Today's last name is considered a truly indigenous Chamorro name.  It certainly isn't Spanish or Filipino.  Remember that these spellings come from the Spaniards who spelled it the way they heard the name and filtered what they heard through their ears.  Even the Spaniards spelled a name two or more ways : Fejeran, Fejaran, Fejarang, Fejerang.

As I often point out to help us understand why this is so, imagine if I asked you to start writing what you hear if I began speaking to you in French or Italian.  Chances are you will not spell it correctly, according to standard French or Italian (assuming you didn't take French or Italian classes).  The same thing goes for the Spaniards when hearing Chamorro.

Now, what does Fejeran mean?  The first thing that attracts my attention is the prefix "fe."  We see it in the name Fegurgur.  Knowing that Fegurgur was spelled many ways, including Fegotgot, we look up the word gotgot and find out it does have a meaning, "gossiper, story-teller, blabbermouth."

And what about "fe?"  No modern dictionary talks about it, and all Påle' Roman says is that it is a radical, meaning a root word, but gives us no meaning.  Is it possibly a variant of fa', which means "to change, make, pretend?"

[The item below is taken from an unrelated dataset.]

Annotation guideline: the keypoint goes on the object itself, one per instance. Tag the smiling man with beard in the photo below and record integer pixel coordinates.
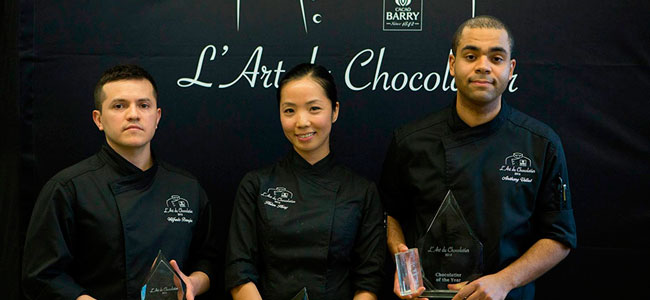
(475, 148)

Perhaps the "jeran/jaran/jerang/jarang" ending are all variations of hålang, since the Spaniards often confused, in Chamorro, the L and the R (think of Malesso' versus Merizo)  If so, then Fejeran/Fejaran/Fejarang/Fejerang might have something to do with a loss of heart, which is what hålang means.

Now, in 1897, there are many Fejerans, Fejarans, Fejerangs and Fejarangs living in Hagåtña proper.  But the good number of people with those last names in Asan and Piti (Tepungan) leads me to believe that those two villages are probably the ancestral homes of people with these names, and that in time some of them moved into the capital city, which at the beginning of the 1700s had few Chamorro male heads of households living in it but was home to all the newcomers with names like Leon Guerrero, Camacho, Pangelinan and so on.

Don't be confused by the multiple spellings.  They are all really one name and quite possibly descendants of the same ancestors, more than likely someone from Asan or Piti (Tepungan).

SAIPAN.  I do know that Fejerans from Guam went north, to Saipan for sure (I knew some of them) but perhaps also to Rota and Tinian.  Not sure.